Air Namibia is struggling under the weight of some serious financial problems. Top of the list is that the airline owes more than N$250 million to Namibia Airports Company. But its exposure does not stop there.

Recently, Namibian Government Minister, John Mutorwa visited Air Namibia to discuss the situation with the airline’s Acting Managing Director Mandi Samson. Samson described the company’s problems as threefold: insufficient cash flow, a lack of annual reporting, and a lack of confidence by domestic banks and financial lenders.

Despite Air Namibia being wholly owned by the Namibian Government, the airline has been unable to secure any fresh source of financing from within the country. Samson said, “If the entire country cannot assist us then we have to look elsewhere. We are looking for financing at other countries such as South Africa”. However, she could not say how much money was required or if she was making any progress acquiring it.

The Namibian Government has discussed the airline’s financial problems and permission has been granted at Cabinet level for the airline to seek to borrow the money on the open market. Minister Mutorwa urged the airline to publish its annual accounts without which no lender would be remotely interested, including the Finance Minister Calle Schlettwein as the annual reports are required by law. Samson said the financial reports will be available in June. Air Namibia has not published any annual reports for the last ten years.

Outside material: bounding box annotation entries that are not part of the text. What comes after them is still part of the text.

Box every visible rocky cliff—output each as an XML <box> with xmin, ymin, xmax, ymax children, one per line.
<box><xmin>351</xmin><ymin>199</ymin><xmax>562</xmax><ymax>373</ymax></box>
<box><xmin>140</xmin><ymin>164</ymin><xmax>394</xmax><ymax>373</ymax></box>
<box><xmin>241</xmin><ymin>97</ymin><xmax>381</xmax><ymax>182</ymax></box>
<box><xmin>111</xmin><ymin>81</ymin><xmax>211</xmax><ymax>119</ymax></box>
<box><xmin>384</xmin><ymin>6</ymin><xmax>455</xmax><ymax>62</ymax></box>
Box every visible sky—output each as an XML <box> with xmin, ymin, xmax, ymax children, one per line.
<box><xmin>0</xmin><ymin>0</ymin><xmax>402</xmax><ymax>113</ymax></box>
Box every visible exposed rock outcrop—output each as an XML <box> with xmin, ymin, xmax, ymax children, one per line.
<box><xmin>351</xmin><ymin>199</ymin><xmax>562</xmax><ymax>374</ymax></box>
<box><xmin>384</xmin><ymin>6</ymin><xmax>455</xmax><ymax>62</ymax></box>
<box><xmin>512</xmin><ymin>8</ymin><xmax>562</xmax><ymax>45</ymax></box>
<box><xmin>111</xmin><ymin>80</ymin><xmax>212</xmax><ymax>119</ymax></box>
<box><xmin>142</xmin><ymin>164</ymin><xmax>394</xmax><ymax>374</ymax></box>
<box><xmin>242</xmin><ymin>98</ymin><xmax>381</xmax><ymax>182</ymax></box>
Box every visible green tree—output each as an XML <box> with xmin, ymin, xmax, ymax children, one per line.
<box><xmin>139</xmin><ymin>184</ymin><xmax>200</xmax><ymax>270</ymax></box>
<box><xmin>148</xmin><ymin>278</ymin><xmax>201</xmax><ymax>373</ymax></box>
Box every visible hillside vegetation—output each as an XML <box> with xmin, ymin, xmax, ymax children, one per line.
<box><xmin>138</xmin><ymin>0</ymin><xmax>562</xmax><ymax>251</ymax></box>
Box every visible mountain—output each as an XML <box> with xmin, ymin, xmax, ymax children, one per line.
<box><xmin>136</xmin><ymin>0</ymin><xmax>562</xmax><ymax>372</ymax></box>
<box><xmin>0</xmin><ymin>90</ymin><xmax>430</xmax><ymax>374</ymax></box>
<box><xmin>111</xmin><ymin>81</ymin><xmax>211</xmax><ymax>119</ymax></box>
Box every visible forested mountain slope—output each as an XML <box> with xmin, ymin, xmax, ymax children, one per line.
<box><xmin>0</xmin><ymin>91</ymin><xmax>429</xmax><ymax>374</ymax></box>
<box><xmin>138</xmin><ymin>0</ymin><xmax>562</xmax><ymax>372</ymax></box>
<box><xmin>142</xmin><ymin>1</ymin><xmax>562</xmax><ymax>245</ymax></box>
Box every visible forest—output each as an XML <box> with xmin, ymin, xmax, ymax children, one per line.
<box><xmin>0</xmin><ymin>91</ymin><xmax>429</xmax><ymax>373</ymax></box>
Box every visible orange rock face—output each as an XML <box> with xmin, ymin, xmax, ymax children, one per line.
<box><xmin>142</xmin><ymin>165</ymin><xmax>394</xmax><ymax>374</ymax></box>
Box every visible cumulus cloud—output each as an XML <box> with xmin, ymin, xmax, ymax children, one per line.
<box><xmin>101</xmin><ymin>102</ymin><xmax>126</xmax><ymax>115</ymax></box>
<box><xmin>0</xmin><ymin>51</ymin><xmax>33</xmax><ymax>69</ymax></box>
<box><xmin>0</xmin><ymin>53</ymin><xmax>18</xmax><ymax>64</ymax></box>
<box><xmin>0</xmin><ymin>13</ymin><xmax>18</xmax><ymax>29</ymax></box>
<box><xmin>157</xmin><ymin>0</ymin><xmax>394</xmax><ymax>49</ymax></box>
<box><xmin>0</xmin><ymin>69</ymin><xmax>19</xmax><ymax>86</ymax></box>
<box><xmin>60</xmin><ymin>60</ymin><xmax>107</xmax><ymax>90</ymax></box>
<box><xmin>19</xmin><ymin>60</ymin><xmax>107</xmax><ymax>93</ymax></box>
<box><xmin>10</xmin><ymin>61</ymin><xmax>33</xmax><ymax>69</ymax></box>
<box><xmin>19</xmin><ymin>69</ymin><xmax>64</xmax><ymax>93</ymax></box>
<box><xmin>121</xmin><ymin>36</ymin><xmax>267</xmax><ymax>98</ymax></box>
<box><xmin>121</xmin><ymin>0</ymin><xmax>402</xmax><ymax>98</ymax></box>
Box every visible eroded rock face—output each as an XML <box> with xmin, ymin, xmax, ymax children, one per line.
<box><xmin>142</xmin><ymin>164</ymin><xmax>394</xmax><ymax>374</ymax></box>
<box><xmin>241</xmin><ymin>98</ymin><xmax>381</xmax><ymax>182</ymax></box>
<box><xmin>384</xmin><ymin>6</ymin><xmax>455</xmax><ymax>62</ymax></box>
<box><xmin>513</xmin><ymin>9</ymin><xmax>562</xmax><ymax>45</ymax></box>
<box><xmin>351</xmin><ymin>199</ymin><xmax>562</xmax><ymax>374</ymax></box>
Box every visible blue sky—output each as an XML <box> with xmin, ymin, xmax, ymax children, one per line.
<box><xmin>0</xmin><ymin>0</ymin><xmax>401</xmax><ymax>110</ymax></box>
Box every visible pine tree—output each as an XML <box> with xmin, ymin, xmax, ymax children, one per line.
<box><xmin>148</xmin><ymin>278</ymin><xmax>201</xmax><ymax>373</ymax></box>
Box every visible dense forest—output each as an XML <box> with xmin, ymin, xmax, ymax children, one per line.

Air Namibia Board Chairman, Gerson Tjihenuna said the airline’s financial crisis is putting jobs at risk, not only the 700 workers directly employed by the airline but also 70,000 other workers whose jobs indirectly depend on the airline.

Tjihenuna said the Government had previously made commitments to the airline including N$3 billion to cover aircraft leasing costs. However, over the last 18 months, members of the government have been increasingly vocal, questioning the millions paid out in subsidies, and even asking if the airline is really necessary.

Since 2000, the government has given Air Namibia more than N$6 billion in subsidies. And the government has budgeted to continue giving subsidies the airline: N$486 million in 2018, N$494 million in 2019, and N$498 million in 2020.